Use the default build.nvidia.com setup as a convenient way to experiment with Anonymizer and iterate on small samples. For privacy-sensitive or production data, point Anonymizer at a secure endpoint you trust and to which you are comfortable sending data. Request and token rate limits on build.nvidia.com vary by account and model access, and lower-volume development access can be slow for full-dataset runs.

```bash
export NVIDIA_API_KEY="your-nvidia-api-key"
```

### 3. Anonymize text

#### CLI
> Tip: All examples below use `uv run` to invoke commands. If you prefer, activate the venv with `source .venv/bin/activate` and run commands directly.
```bash
# Preview on a small sample
uv run anonymizer preview --source data.csv --replace redact

# Full run with output file
uv run anonymizer run --source data.csv --replace redact --output result.csv

# Validate config without running
uv run anonymizer validate --source data.csv --replace hash
```

Run `anonymizer --help` or `anonymizer <subcommand> --help` for all options.

#### Python API

```python
from anonymizer import Anonymizer, AnonymizerConfig, AnonymizerInput, Redact

# Uses default model providers (build.nvidia.com) via NVIDIA_API_KEY env var
anonymizer = Anonymizer()

config = AnonymizerConfig(replace=Redact())

preview = anonymizer.preview(
    config=config,
    data=AnonymizerInput(source="data.csv", text_column="text"),
    num_records=3,
)

# Visualize with entity highlights and replacement map
preview.display_record()

# Most important columns only
preview.dataframe

# Full pipeline trace, including internal underscore-prefixed columns
preview.trace_dataframe
```

For custom model endpoints, pass a providers YAML:

```python
anonymizer = Anonymizer(model_providers="path/to/model_providers.yaml")
```

## Language And Regional Coverage

Anonymizer has been tested most extensively on English-language data. Multilingual quality has not yet been evaluated systematically across languages, domains, and models.

Although testing so far has been primarily in English, the supported entity set is not limited to U.S.-specific identifiers.
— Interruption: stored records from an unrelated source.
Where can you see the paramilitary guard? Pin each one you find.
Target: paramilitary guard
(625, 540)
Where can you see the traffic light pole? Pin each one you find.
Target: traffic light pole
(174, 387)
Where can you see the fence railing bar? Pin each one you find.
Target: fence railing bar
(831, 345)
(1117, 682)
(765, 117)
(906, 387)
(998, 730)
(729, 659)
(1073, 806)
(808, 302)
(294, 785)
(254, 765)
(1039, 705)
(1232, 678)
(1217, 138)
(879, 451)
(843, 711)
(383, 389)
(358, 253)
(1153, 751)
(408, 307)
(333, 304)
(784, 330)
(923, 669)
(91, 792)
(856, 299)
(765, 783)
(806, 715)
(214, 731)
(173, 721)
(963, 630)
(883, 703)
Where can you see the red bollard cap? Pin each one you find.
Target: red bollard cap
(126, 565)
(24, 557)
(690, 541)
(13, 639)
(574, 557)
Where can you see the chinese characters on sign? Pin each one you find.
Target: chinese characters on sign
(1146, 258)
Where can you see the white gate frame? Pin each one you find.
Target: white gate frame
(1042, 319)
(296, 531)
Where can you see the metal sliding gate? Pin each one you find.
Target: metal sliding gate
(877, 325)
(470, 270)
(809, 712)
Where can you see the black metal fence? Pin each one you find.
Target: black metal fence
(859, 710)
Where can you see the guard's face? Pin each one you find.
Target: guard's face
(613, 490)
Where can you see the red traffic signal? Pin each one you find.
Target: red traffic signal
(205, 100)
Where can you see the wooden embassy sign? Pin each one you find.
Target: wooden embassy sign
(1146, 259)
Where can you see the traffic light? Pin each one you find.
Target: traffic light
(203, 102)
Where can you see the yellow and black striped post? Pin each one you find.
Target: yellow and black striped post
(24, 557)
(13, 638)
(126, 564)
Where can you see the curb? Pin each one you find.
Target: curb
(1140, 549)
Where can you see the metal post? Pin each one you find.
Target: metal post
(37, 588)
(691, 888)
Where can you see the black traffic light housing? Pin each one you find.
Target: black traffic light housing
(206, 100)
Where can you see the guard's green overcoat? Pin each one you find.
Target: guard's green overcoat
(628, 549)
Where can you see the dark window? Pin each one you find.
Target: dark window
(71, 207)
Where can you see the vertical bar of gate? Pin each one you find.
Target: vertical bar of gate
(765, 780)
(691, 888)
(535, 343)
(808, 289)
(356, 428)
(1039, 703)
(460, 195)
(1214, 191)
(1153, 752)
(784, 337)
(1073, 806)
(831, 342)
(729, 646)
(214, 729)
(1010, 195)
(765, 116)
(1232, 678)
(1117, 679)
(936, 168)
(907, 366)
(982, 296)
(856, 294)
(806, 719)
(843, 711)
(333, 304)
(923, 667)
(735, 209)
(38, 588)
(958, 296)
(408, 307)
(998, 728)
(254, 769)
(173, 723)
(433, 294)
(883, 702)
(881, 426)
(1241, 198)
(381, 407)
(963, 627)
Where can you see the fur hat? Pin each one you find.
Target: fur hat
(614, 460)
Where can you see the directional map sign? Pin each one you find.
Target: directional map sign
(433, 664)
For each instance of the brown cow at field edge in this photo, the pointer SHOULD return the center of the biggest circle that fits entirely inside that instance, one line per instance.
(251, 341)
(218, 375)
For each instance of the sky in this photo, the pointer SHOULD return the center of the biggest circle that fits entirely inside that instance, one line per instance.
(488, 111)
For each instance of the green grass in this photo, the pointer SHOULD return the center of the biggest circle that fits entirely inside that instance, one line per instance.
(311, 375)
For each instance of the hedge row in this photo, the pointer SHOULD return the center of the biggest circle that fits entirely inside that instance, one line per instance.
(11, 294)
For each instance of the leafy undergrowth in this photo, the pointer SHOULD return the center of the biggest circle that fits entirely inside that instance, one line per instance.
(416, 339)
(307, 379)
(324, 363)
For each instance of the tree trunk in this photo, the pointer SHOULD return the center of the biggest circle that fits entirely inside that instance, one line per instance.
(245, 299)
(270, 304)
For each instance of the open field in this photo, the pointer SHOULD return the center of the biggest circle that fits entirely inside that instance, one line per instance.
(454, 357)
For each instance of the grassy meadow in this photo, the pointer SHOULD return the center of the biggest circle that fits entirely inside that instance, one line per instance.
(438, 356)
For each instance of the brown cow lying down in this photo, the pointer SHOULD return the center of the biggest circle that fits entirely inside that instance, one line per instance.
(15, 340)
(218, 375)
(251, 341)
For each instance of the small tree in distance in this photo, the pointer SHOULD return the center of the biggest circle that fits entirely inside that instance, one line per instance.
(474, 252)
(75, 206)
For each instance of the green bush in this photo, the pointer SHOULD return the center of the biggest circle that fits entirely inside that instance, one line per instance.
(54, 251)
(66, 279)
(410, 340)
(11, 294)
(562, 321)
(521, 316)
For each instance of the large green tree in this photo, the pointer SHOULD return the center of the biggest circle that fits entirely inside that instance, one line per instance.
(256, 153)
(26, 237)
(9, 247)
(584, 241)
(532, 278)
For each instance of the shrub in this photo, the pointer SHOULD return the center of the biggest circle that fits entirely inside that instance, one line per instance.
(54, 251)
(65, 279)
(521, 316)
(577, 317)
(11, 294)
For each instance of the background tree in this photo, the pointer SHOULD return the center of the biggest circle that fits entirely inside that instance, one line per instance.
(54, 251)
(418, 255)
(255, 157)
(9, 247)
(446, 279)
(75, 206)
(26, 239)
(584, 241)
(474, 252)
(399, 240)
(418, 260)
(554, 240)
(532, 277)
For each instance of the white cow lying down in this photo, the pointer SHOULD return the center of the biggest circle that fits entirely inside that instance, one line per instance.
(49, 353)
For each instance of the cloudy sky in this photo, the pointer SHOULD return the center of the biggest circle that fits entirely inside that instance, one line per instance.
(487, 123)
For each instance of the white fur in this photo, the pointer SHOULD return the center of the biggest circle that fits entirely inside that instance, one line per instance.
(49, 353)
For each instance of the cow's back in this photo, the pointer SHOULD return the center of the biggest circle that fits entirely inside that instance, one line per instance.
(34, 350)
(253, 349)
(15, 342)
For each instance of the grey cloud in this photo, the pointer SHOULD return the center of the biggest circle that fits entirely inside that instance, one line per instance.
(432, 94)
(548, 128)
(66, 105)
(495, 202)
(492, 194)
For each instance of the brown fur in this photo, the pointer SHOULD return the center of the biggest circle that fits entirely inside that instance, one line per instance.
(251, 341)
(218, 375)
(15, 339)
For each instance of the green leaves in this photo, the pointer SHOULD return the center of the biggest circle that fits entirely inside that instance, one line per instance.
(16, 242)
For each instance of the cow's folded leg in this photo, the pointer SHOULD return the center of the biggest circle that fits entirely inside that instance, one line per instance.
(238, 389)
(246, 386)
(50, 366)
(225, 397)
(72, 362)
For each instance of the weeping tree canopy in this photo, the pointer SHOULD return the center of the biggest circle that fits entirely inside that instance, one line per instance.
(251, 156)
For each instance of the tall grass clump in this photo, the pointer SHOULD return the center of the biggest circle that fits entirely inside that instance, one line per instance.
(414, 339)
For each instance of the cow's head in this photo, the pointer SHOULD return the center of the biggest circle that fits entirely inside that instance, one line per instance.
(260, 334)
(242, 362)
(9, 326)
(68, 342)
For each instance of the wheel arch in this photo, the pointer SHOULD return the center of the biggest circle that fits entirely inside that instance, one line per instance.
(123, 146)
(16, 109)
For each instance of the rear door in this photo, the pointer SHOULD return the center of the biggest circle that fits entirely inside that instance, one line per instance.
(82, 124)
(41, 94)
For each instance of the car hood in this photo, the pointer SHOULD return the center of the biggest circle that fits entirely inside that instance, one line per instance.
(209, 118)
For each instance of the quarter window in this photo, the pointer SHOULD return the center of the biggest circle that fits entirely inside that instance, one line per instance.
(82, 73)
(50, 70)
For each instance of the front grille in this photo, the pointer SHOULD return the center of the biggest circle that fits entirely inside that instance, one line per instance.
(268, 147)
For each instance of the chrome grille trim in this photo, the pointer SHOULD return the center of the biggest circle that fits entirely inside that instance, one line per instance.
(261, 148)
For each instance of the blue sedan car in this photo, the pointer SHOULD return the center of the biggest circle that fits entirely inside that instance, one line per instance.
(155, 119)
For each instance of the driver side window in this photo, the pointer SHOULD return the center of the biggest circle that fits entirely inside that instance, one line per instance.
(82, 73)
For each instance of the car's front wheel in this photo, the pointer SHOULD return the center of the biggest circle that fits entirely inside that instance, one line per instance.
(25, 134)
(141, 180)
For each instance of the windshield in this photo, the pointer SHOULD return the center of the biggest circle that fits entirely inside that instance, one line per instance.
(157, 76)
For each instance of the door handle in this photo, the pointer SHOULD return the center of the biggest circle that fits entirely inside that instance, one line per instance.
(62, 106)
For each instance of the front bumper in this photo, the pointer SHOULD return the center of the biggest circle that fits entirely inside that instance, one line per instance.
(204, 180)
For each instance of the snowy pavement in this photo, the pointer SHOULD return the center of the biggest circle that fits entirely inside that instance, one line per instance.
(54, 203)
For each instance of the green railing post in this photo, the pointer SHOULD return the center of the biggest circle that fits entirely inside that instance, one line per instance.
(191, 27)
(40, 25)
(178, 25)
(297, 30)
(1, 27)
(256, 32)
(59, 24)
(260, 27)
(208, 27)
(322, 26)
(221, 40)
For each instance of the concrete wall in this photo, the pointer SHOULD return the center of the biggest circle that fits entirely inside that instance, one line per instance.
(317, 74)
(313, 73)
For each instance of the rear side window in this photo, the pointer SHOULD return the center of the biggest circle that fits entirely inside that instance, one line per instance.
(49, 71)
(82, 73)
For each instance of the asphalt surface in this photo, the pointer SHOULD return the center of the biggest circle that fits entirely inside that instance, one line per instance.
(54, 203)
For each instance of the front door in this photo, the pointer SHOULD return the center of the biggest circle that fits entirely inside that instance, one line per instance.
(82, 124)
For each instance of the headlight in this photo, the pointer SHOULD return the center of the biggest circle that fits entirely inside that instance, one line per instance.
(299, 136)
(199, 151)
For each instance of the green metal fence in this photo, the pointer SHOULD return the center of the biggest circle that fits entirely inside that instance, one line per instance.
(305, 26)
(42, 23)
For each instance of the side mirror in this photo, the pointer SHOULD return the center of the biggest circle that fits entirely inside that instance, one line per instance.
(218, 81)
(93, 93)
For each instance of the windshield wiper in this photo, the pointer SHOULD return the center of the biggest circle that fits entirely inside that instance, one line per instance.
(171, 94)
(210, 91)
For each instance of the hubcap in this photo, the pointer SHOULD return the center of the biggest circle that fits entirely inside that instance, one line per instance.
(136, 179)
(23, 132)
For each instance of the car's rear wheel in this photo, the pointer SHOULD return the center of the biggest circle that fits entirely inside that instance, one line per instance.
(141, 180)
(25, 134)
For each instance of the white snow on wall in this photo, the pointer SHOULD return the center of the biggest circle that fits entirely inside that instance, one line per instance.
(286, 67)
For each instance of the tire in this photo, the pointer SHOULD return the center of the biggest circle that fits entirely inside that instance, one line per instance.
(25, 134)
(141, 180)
Detection and anonymization can also apply to international formats such as non-U.S. phone numbers, addresses, legal references, and national or regional identification numbers, though coverage will vary by language, region, and model configuration.

If you are working with another language, we encourage you to experiment on a small sample first with `preview()`, validate detected entities and transformed output carefully, and adjust your model providers and model configs as needed.

---

## Replacement Strategies

| Strategy | Output for `"Alice"` (first_name) | Configurable |
|----------|----------------------------------|-------------|
| **Substitute** | `Maya` | `instructions` |
| **Redact** | `[REDACTED_FIRST_NAME]` | `format_template` |
| **Annotate** | `<Alice, first_name>` | `format_template` |
| **Hash** | `<HASH_FIRST_NAME_3bc51062973c>` | `format_template`, `algorithm`, `digest_length` |

```python
from anonymizer import Redact, Annotate, Hash, Substitute

# Constant redaction
AnonymizerConfig(replace=Redact(format_template="****"))

# Deterministic hash with short digest
AnonymizerConfig(replace=Hash(algorithm="sha256", digest_length=8))

# LLM-generated contextual replacements
AnonymizerConfig(replace=Substitute())
```

---

## Development

```bash
make install-dev          # Install with dev dependencies
make test                 # Run tests
make coverage             # Run with coverage report
make check-all            # Lint + format check
anonymizer --help         # CLI usage
make install-pre-commit   # Install pre-commit hooks
```

---

## Requirements

- Python 3.11+
- [NeMo Data Designer](https://github.com/NVIDIA-NeMo/DataDesigner) (installed as dependency)
- [NVIDIA API key](https://build.nvidia.com) for default model providers (GLiNER-PII + text LLM), or custom model endpoints

---

## License

Apache License 2.0 — see [LICENSE](LICENSE) for details.